Les personnes remplissant ces critères pourront obtenir un titre de séjour légal d’une durée initiale d’un an, ouvrant ensuite la voie à un statut migratoire durable, conformément à la législation espagnole. « L’objectif est de permettre une intégration pleine et progressive dans le système », a précisé la ministre.
Un choix économique et sociétal
Cette régularisation concerne principalement des travailleurs immigrés d’Amérique latine et d’Afrique, très présents dans des secteurs clés comme l’agriculture, le tourisme et les services, piliers de l’économie espagnole en forte croissance.
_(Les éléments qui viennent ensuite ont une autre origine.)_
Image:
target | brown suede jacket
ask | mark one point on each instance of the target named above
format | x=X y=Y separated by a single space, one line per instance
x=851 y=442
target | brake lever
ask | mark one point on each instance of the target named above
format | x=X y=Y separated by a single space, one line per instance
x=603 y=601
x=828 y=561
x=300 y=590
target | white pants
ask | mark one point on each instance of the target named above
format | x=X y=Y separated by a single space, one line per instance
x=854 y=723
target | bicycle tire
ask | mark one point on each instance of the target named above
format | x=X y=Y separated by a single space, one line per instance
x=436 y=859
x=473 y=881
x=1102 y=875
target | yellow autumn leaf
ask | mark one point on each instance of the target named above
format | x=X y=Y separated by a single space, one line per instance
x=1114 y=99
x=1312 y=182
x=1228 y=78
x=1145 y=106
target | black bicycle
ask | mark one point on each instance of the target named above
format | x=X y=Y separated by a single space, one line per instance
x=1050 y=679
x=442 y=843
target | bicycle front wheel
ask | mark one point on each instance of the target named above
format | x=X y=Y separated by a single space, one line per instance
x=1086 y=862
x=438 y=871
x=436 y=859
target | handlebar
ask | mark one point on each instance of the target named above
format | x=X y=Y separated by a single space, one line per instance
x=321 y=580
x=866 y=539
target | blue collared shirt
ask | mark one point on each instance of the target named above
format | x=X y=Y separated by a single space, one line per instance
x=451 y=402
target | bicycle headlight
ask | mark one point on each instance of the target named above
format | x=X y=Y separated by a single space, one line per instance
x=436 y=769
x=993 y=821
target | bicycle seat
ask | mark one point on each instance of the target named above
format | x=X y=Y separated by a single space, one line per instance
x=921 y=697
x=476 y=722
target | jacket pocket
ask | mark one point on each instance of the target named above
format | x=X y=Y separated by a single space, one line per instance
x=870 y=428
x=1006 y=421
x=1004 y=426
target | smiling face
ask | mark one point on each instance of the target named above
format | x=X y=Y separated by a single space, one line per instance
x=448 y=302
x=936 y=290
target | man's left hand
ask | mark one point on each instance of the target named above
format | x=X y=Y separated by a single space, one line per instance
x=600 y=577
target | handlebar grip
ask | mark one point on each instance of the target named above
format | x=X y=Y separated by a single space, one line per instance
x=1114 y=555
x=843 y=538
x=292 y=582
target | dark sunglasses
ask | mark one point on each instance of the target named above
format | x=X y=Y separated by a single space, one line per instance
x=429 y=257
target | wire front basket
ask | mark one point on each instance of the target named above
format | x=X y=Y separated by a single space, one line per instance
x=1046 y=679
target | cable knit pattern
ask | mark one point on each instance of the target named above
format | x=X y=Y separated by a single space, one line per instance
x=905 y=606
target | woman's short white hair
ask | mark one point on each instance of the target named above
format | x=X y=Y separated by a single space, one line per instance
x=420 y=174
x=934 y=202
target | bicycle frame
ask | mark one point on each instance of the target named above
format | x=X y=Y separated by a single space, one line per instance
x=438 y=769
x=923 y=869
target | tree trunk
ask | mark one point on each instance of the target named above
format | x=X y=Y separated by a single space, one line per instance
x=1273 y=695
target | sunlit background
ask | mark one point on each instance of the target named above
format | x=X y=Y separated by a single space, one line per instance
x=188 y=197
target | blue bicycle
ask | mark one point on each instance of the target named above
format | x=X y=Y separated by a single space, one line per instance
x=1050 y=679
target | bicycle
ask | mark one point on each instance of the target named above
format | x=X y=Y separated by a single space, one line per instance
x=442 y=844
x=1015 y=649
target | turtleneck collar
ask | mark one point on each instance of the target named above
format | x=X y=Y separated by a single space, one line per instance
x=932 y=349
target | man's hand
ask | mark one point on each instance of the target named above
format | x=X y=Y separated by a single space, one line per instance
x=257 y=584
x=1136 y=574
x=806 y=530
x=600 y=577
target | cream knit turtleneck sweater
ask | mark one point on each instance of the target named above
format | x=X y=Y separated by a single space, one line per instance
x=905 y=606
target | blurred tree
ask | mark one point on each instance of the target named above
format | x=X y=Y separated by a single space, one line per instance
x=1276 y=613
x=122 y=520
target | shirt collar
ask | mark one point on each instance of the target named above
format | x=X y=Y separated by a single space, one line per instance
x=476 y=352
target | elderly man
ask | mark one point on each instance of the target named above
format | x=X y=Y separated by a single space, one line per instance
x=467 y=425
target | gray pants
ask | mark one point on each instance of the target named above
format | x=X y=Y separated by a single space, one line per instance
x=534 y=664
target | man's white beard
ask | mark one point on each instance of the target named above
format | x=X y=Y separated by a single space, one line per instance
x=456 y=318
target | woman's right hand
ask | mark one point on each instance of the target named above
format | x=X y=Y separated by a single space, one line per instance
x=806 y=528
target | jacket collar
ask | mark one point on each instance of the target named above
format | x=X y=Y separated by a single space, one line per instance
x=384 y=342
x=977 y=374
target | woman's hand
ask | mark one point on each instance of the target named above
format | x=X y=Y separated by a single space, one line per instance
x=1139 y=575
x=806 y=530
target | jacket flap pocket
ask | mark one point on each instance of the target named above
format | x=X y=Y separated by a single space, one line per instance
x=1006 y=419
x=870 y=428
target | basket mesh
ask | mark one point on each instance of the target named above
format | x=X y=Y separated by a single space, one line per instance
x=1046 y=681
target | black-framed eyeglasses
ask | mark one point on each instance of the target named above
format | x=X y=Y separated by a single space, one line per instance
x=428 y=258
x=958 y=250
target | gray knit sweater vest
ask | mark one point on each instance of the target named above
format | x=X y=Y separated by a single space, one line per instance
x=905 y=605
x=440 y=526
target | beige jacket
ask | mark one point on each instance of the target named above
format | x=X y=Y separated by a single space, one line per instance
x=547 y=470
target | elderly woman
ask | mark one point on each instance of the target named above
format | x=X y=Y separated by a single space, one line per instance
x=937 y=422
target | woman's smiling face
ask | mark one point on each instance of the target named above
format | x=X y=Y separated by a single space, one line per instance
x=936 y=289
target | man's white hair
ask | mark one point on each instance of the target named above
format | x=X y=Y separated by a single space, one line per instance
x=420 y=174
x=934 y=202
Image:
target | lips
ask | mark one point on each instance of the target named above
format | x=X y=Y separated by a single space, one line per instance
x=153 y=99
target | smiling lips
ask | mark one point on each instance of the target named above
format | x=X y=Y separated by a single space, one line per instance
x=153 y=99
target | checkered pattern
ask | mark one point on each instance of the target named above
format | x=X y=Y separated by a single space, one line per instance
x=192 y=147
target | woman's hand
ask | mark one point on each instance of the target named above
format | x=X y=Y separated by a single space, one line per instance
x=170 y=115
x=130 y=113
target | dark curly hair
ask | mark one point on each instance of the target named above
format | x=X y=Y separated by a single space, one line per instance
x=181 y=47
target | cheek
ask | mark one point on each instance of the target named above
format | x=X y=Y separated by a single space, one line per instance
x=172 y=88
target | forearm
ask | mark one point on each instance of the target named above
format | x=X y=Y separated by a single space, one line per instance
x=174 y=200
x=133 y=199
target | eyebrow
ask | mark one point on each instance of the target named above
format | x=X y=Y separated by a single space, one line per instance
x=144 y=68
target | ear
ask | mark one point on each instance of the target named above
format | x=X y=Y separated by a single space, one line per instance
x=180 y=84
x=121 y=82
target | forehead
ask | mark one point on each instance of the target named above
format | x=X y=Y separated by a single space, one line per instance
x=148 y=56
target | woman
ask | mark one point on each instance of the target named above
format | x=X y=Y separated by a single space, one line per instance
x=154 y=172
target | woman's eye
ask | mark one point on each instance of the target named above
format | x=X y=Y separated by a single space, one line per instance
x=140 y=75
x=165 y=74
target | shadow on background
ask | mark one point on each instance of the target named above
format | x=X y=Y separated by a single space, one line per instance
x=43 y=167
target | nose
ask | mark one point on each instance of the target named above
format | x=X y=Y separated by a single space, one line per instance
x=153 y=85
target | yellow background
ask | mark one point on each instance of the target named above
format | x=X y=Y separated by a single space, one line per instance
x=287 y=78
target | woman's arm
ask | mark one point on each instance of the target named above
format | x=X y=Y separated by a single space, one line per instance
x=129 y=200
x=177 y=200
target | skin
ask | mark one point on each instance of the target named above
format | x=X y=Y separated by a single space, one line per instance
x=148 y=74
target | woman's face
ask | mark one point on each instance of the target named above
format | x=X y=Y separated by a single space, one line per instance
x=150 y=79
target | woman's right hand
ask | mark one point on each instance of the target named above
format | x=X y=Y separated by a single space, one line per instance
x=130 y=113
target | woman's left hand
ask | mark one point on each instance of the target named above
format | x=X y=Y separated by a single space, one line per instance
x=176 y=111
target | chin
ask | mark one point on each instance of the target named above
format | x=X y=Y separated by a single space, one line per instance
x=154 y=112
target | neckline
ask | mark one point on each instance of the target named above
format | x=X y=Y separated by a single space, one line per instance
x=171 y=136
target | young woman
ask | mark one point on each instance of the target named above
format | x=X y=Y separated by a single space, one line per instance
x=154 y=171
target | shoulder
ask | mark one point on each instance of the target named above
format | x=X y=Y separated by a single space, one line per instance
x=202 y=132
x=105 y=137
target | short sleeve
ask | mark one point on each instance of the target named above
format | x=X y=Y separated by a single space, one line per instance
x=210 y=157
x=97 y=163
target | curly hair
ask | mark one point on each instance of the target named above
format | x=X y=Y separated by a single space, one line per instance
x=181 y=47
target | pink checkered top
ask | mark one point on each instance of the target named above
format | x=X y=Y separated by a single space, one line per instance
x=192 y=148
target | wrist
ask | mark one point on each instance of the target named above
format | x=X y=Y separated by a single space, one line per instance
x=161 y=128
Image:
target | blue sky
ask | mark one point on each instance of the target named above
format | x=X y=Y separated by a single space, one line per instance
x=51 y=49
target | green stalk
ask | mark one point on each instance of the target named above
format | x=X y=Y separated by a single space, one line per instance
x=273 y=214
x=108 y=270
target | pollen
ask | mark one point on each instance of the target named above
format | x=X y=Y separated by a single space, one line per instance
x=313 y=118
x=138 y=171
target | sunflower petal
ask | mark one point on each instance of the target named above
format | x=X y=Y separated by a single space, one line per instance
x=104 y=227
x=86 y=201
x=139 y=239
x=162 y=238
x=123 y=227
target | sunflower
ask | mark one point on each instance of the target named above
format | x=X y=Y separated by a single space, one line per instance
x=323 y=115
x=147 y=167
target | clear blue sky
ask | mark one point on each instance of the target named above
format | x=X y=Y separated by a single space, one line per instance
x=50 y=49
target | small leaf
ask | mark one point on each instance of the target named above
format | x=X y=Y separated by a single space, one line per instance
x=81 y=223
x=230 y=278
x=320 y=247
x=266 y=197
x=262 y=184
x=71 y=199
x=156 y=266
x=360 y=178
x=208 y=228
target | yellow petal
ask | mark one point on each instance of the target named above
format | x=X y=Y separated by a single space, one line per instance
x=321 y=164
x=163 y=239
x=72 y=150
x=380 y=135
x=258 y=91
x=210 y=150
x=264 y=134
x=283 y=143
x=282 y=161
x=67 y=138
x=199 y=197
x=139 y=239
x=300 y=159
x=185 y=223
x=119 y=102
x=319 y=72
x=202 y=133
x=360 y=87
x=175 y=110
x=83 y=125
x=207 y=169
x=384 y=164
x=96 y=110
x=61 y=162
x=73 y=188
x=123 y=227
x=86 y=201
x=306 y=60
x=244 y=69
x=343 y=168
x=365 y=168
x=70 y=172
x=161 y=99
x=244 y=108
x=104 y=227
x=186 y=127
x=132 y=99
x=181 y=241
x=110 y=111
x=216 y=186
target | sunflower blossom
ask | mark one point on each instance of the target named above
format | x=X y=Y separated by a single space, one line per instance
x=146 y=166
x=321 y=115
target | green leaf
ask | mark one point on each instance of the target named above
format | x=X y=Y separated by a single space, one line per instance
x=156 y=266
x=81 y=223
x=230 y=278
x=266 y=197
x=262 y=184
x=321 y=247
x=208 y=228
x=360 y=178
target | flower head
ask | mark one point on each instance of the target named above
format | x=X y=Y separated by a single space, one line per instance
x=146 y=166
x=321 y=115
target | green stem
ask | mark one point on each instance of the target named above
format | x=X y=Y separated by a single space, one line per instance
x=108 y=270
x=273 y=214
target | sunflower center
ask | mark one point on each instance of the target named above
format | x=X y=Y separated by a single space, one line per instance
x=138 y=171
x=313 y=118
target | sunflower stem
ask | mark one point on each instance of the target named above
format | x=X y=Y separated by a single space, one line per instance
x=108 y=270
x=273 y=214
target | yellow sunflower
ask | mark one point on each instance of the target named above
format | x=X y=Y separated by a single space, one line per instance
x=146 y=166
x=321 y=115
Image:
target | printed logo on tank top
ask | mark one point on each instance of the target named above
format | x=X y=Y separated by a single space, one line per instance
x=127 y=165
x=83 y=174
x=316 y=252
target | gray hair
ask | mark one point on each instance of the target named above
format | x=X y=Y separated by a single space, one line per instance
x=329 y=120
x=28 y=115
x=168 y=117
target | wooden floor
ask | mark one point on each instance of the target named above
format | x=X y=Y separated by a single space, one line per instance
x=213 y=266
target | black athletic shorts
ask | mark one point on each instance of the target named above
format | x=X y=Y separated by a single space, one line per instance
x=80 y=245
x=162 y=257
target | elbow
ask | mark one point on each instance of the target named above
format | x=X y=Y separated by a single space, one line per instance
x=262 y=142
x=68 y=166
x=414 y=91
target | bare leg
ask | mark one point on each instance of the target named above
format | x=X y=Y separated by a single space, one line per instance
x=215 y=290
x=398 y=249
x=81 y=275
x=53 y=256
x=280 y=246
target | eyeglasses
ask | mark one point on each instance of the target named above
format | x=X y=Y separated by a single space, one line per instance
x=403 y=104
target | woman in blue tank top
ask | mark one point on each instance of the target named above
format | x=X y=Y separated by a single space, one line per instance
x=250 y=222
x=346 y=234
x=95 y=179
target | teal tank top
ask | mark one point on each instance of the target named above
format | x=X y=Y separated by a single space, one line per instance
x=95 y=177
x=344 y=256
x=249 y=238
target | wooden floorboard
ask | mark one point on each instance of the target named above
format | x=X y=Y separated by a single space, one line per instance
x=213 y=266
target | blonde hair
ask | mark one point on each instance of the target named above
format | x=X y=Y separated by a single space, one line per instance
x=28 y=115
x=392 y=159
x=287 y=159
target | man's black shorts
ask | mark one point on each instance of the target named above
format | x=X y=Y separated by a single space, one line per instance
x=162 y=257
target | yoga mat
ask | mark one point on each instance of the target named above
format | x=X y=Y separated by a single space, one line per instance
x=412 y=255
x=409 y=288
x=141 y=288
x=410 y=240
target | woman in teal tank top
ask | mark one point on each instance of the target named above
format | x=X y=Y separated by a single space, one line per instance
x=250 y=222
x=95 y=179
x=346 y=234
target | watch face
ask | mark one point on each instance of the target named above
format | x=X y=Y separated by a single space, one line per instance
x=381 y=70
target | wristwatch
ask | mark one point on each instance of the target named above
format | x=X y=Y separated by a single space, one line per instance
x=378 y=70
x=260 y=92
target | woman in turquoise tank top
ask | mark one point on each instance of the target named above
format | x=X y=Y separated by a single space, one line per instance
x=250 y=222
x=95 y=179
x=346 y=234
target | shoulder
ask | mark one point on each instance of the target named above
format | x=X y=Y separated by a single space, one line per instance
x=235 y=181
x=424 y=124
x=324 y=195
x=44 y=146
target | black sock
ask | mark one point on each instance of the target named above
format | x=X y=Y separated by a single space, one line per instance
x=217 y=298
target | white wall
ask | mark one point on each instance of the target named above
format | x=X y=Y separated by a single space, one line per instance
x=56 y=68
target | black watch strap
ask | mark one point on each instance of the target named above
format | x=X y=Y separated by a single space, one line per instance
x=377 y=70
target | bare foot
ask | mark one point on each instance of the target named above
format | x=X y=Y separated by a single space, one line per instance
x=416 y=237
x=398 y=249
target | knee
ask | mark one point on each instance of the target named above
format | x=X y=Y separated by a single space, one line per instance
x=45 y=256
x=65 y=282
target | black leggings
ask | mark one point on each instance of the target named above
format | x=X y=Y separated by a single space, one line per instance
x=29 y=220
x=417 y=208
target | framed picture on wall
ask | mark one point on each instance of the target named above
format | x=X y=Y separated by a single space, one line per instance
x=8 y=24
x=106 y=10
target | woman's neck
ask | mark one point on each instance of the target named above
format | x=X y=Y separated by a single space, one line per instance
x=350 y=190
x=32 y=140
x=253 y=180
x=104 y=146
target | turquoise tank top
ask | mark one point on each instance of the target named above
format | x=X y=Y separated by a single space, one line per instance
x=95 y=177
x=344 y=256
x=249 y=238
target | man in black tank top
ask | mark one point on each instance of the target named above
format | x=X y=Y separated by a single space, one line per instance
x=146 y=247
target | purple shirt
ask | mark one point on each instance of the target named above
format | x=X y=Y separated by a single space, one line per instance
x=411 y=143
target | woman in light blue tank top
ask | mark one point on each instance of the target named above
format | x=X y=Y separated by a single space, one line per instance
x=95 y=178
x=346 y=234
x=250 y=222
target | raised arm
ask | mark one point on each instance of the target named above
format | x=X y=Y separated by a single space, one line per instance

Le gouvernement reconnaît ainsi le rôle central de ces travailleurs dans le dynamisme du pays.
Au-delà de l’aspect économique, Madrid assume une position politique forte. « L’Espagne veut rester un pays d’opportunités, fidèle à sa mémoire de terre d’émigration », a souligné Elma Saiz, dénonçant la montée des discours hostiles à l’immigration en Europe. Elle affirme vouloir faire de l’Espagne « un phare » face à la progression de l’extrême droite.
Mise en œuvre dès le printemps
Les demandes de régularisation pourront être déposées à partir du mois d’avril, après l’entrée en vigueur du décret d’application. Pour de nombreuses familles vivant dans la précarité administrative, cette annonce représente un espoir concret de stabilité, de droits et de reconnaissance.